En una madrugada que comenzó como cualquier otra, la tranquilidad de Santa Maria se vio interrumpida por un incendio que encendió las alarmas entre los residentes. Todo ocurrió alrededor de las 2:25 horas, cuando las llamas comenzaron a devorar unas vaquerías olvidadas, esas construcciones que llevaban años guardando historias y recuerdos. Los bomberos de Inca y Sóller llegaron rápidamente para luchar contra el fuego, pero el peligro ya había tocado a la puerta de algunos hogares.
Evacuación por precaución
Cuatro personas fueron desalojadas de sus casas cercanas; una decisión necesaria ante la densa columna de humo que se colaba por sus ventanas. La Guardia Civil no ha tardado en hacerse cargo de la investigación para esclarecer las causas del siniestro.
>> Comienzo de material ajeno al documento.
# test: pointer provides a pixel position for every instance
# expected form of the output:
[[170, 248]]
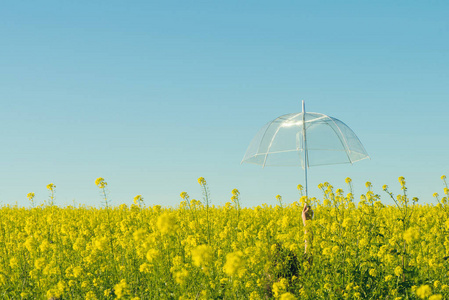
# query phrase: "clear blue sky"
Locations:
[[152, 95]]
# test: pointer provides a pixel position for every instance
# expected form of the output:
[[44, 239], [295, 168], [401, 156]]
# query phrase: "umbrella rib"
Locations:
[[345, 143], [272, 139]]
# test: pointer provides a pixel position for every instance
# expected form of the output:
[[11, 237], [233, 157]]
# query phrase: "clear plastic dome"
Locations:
[[281, 142]]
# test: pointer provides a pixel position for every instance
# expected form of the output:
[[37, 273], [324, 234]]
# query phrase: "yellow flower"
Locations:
[[167, 223], [181, 276], [424, 291], [398, 271], [234, 263], [201, 181], [201, 255], [121, 289], [39, 263], [152, 254], [287, 296], [411, 234], [280, 287]]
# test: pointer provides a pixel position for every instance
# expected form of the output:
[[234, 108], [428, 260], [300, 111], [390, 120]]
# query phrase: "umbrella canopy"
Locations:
[[304, 139]]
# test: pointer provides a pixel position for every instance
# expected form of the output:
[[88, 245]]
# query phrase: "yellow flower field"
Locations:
[[356, 249]]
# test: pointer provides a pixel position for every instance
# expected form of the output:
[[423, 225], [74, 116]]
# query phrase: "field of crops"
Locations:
[[356, 249]]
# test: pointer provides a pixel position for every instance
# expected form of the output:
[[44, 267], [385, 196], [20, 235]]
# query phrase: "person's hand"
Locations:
[[307, 213]]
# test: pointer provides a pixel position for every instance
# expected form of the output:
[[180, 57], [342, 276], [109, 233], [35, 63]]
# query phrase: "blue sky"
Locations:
[[152, 95]]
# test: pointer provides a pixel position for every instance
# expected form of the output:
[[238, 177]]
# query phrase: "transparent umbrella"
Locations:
[[305, 139]]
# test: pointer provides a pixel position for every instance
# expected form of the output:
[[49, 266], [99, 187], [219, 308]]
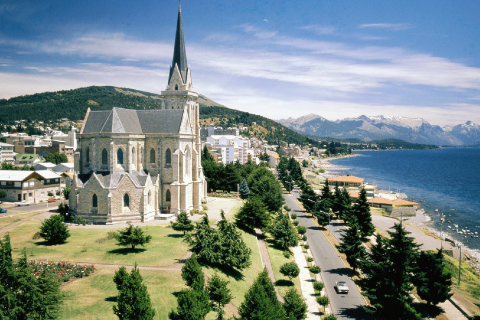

Pero hay algo más detrás de este suceso: según cuentan los vecinos, desde hace meses varias familias han estado ocupando estas vaquerías abandonadas, un fenómeno que muchos asocian con el aumento del monocultivo turístico y la falta de vivienda asequible en la zona.
Así que ahora nos encontramos reflexionando sobre lo sucedido. ¿Hasta dónde vamos a llegar? La situación plantea muchas preguntas y genera preocupación entre quienes viven aquí. En medio del desasosiego, esperemos que esta historia sirva para abrir un debate necesario sobre la vivienda y los espacios comunes que estamos dejando caer en el olvido.